SINFI: gestione, validazione e conferimento dei dati infrastrutturali

Dal dato disomogeneo alla conformità GeoUML, fino alla gestione continuativa nel tempo

Chi deve conferire i dati e con quali tempi

L’obbligo di conferimento nasce dal D.Lgs. 33/2016 (attuazione della direttiva europea 2014/61/UE) e dalle regole tecniche del D.M. 11 maggio 2016. Sono tenuti a conferire:

  • operatori di rete e gestori di infrastrutture fisiche, pubblici e privati, proprietari o concessionari — reti idriche, fognarie, elettriche, gas, teleriscaldamento, oleodotti, telecomunicazioni e cablaggi, oltre alle infrastrutture di alloggiamento (cavidotti, cunicoli, pozzetti, camerette, tralicci)
  • le Pubbliche Amministrazioni titolari o detentrici delle informazioni, inclusi Comuni, Province e Regioni, per le infrastrutture di propria competenza

Sono esclusi dal conferimento i cavi (fibra inattiva compresa) e le reti di acqua destinata al consumo umano.

Sui tempi, tre riferimenti pratici:

  • a regime, l’obiettivo del sistema è l’aggiornamento entro un giorno da ogni variazione effettiva della rete — si invia solo quando c’è una modifica reale, non con cadenza fissa
  • per gli edifici predisposti alla banda ultra larga (UBBR), il tecnico che rilascia l’attestazione deve comunicare i dati al SINFI entro 90 giorni dalla Segnalazione Certificata di Agibilità
  • il mancato conferimento è sanzionabile — da 5.000 a 50.000 € secondo l’art. 98, comma 9, del D.Lgs. 259/2003, con la procedura prevista dalla L. 689/1981

Questo è anche il motivo per cui il conferimento “una tantum” (vedi il caso 4 più sotto) regge male nel tempo: l’obbligo normativo è pensato per un aggiornamento continuo, non per un invio isolato.
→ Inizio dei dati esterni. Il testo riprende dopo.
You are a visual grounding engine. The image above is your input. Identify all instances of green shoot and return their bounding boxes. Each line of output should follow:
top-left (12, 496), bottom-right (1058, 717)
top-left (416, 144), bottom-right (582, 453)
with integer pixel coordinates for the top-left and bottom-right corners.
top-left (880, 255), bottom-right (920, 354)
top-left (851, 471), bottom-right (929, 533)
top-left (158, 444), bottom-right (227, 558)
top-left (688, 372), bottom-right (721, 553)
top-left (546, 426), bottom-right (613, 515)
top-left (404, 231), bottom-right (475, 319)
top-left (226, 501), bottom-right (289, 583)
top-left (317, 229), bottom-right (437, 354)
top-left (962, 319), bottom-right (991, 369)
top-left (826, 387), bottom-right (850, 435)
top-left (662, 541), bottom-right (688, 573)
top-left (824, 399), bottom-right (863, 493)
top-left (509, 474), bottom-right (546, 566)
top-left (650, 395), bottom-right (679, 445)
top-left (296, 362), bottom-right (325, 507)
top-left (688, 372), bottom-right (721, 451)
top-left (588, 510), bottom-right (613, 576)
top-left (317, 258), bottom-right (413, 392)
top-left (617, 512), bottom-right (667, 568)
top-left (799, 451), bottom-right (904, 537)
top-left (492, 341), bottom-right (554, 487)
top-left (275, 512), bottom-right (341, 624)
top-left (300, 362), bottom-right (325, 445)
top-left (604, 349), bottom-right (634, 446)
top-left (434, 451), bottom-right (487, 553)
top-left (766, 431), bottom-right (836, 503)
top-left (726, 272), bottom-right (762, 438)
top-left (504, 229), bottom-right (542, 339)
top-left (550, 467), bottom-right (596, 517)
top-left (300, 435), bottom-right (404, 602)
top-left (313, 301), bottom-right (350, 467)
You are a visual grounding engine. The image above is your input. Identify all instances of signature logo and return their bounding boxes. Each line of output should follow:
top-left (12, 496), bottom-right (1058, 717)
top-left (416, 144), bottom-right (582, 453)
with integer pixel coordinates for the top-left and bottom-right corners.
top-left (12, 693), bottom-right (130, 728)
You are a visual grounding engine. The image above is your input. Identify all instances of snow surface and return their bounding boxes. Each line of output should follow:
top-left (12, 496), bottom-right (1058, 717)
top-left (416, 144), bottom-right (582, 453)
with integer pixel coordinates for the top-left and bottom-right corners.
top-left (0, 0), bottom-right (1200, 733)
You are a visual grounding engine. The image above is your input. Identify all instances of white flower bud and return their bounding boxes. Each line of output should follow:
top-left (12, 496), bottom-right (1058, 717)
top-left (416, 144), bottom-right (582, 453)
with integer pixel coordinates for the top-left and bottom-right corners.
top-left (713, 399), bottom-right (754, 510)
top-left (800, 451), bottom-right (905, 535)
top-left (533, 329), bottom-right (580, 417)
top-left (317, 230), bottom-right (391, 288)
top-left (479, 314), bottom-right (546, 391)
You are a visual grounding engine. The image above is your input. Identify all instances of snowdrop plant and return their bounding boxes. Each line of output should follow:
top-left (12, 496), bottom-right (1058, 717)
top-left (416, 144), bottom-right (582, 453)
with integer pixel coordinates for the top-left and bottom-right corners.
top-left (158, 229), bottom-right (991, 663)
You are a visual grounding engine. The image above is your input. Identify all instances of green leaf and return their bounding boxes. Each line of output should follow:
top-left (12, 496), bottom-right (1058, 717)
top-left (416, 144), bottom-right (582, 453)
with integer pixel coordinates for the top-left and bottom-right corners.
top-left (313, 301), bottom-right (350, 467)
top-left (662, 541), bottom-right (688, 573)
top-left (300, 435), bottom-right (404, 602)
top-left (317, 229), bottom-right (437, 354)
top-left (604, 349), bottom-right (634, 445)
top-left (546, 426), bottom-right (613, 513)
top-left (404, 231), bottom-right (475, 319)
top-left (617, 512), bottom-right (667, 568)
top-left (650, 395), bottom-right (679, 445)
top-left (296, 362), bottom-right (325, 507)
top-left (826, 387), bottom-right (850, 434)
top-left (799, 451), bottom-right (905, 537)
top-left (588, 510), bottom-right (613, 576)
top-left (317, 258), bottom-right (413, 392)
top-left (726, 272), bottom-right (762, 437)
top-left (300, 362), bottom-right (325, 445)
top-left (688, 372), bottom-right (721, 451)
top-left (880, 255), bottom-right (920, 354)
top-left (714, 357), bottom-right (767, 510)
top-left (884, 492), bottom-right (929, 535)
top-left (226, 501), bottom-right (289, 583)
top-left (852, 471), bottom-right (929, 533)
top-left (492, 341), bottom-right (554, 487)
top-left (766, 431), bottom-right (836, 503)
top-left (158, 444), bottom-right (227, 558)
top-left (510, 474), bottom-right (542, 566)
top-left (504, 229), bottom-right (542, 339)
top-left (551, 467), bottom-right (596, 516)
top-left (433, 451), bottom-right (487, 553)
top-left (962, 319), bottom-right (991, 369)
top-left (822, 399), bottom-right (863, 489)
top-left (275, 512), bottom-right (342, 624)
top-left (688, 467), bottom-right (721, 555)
Perché il conferimento SINFI è un problema di dati prima che di adempimento

Il SINFI non è un adempimento che si esaurisce con un caricamento. È un processo che comincia da dati che quasi mai nascono già conformi — cartografie CAD disegnate per altri scopi, database aziendali con logiche proprie, rilievi in formati diversi da ente a ente — e che continua nel tempo, con ogni nuova posa, ogni nuovo intervento, ogni nuova richiesta di aggiornamento.

Questa pagina raccoglie i quattro contesti in cui affrontiamo più spesso il SINFI nella pratica. Se cercate il nostro servizio di caricamento e conferimento dati, lo trovate qui: vertical-srl.it/tools/sinfi.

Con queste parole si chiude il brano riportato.